Specifically, access to the decision maker that has the power to say "yes".
You can't move down the sales cycle if you don't know who the decision maker is. If you don't know her or can't find him, you are going to lose valuable time while burning scarce cash.
"Even if you have the best idea out there, gaining access to customers--retailers, telcom, government, packaged goods, whatever it is--finding and winning over the decision maker is the hardest, most important activity for a startup," Lance LeMay, managing partner at OpenAir Equity Partners, a firm that specializes in investing in startups focused in the mobile tech space. Says LeMay "Access to customers is more important than access to capital,"
A Problem with a Simple, Yet Hard-to-Execute Answer
The objective observer may say solving the "access to customers" answer is very straightforward. Simply hire or connect with someone who has worked in your startup's industry.
At a recent lean startup class, I asked some founders the percentage of time someone offered to help open a door to a key stakeholder (customer, influencer, VC) and actually followed up on their promise to assist. The answer? 1 out of 3--or 30%
In other words, 70% of the time the people they talked to--salespeople, well-meaning acquaintances or potential advisory board members--all offered hyperbolic platitudes with empty promises causing a founder to doubt their veracity.
In other words, they were full of crap.
They didn't really know the CEO of Very Important Business, Inc. And if they did, they were unwilling to actually dial them up and make an introduction to the startup.
Unfortunately it can take months to identify whether an employee, board member or well-meaning coffee date is, well, full of crap. This results in loss of money, time--things you don't have.
So how do you find the 30 percent? Or better yet, how do you grow it? Here are three strategies to try.
Rent Before You Buy
Try to get some understanding of a person's potential capability before hiring that person. If you're looking at hiring an advisory board member, consider offering equity only if certain obligations are met at the end of say, a year. If it's an employee, discuss a contractor arrangement initially, with the option to move to permanent hire if certain sales goals are met. If you're operating in a tight job market, ask for at least five references. Really probe whether your potential hire's contact list is as strong as s/he says it is.

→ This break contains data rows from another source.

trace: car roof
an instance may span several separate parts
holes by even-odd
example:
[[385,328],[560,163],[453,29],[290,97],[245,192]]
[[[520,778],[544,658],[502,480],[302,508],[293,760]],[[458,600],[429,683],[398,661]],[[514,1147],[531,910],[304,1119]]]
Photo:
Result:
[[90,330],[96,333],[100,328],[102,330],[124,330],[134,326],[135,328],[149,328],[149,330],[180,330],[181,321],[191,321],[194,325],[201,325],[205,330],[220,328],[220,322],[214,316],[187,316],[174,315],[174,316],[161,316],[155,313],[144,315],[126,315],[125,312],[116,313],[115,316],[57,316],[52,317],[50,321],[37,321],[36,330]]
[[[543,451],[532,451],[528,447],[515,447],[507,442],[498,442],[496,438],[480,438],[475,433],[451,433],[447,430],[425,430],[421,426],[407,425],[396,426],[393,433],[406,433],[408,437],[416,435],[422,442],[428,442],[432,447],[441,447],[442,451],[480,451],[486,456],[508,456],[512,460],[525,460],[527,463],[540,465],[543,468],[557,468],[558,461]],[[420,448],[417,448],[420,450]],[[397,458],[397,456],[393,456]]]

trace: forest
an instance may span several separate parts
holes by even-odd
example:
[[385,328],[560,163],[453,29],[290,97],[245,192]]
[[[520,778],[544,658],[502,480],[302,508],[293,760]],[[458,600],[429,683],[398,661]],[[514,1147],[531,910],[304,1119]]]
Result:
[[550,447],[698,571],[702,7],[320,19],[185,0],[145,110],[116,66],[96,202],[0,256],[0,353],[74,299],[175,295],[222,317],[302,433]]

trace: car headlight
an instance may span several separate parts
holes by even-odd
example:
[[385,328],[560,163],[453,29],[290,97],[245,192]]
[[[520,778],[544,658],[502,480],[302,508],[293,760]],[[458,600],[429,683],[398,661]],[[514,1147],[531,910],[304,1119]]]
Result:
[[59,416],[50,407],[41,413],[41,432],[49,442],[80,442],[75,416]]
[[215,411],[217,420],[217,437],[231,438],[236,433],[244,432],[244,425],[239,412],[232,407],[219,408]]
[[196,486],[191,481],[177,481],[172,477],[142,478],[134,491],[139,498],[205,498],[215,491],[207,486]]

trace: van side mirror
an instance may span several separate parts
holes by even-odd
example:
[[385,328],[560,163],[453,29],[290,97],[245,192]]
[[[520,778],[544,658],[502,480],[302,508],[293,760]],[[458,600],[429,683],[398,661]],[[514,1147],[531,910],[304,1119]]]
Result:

Three Strikes and You're Out.
If a well meaning colleague insists they went to college with a person who can make your startup dreams come true, have faith that he or she will come through. Sometimes, well meaning friends and colleagues get busy and don't prioritize an introduction on the top of their already long to do list. The rule of thumb here is simple--follow up three times, in three different ways. If the response is radio silence, consider this a proverbial strike out and move on to someone else.
Pressure Test the Hustle
Let's face it, even if someone has a 1,000 LinkedIn contacts, they are still going to have to open doors and meet new folks. Put simply, they have to be able to hustle. So measure their hustle during the interview process. Ask the prospective sales or marketing person to take a test: Secure $500 for the charity of his or her choice. Ask to see the list of donors to ensure they're not mothers, uncles or grandparents. Also ask to see their pitch, email or landing page. They might scoff, but consider this: you're building a startup where success and failure is measured in days and weeks, not months or years. If someone rebuffs this assignment, consider if they're a good fit for the entrepreneurial-minded culture in the first place.
Ultimately, Authenticity is the Gateway to Access
Segura agrees that customer introductions are the lifeblood of a new company. "Access is critical to a startup's success, since results are often needed must faster than a typical company," Segura said.
But his approach is different, and maybe the most effective. "At the end of the day, access is enabled by real relationships," Segura said. "As a founder and employer, I value authentic relationships. I'd rather hire someone at the mid-level point of their career than a senior person with thousands of LinkedIn contacts but who lacks authentic relationships with decision makers."